Мама мыла раму - стр. 13
– Для здоровья! – объясняла она Еве свое постоянное желание нравиться и флиртовать.
Ева от комментариев воздерживалась: обо всем, что приносило удовольствие близкой подруге, она могла только догадываться. А вот Санечка, она же тетя Шура, соседку поддерживала и даже предлагала забрать Катьку на пару часиков. И Антонина была бы рада согласиться, если бы не этот злосчастный попугай, от которого Катька начинала свистеть, кашлять, а потом складывалась вдвое, стараясь помочь себе выдохнуть застрявший где-то глубоко внутри воздух.
Во избежание этих приступов Антонина Ивановна не просто ввела запрет на живность в доме, но и возвела влажную уборку в ранг ежедневного ритуала. В квартире трудно было обнаружить места, которых не касалась бы рука матери, сжимающая влажную тряпку. Но при желании – можно. Например, о ребристом радиаторе Антонина частенько забывала, поэтому пыль в его отсеках утрамбовывалась годами. Но, судя по всему, в данный момент она не мешала Кате Самохваловой дышать ровно и спокойно, потому что та размышляла над волнующим ее вопросом странных взаимоотношений мужчин и женщин. Впрочем, эту черепаху в рубашке сложно было назвать мужчиной.

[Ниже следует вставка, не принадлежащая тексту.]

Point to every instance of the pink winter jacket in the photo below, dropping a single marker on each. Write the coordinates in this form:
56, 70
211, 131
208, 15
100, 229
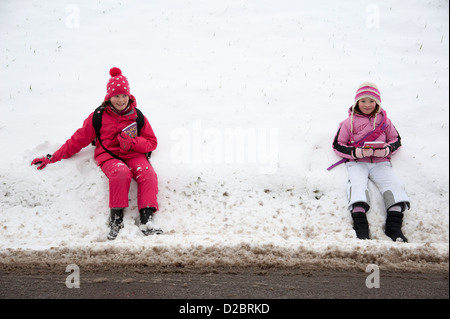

Да и женщина была не женщиной, а МАМОЙ.
Подумаешь, пятьдесят три! Кто-то и в восемнадцать, как в пятьдесят три. Теперь каждый год как десять. И летят еще, заразы. Что жила, что не жила… Сеня умер, Борька – отрезанный ломоть. Я ему зачем? Кто о матери-то помнит? Катька вырастет, замуж выйдет – пока, мама, скажет и упорхнет. А я с кем? С кем я-то останусь?
А что я? Катьке ведь тоже отец нужен! Нужен? Нужен. Пусть будет. Школу окончит, аттестат получит, а в зале – кто? Мама с папой. Ну не нравится он ей. Так она его не знает. Отмоем, причешем, нарядим – не стыдно будет людям показать. Я что? Девка? По чужим кроватям шастать?!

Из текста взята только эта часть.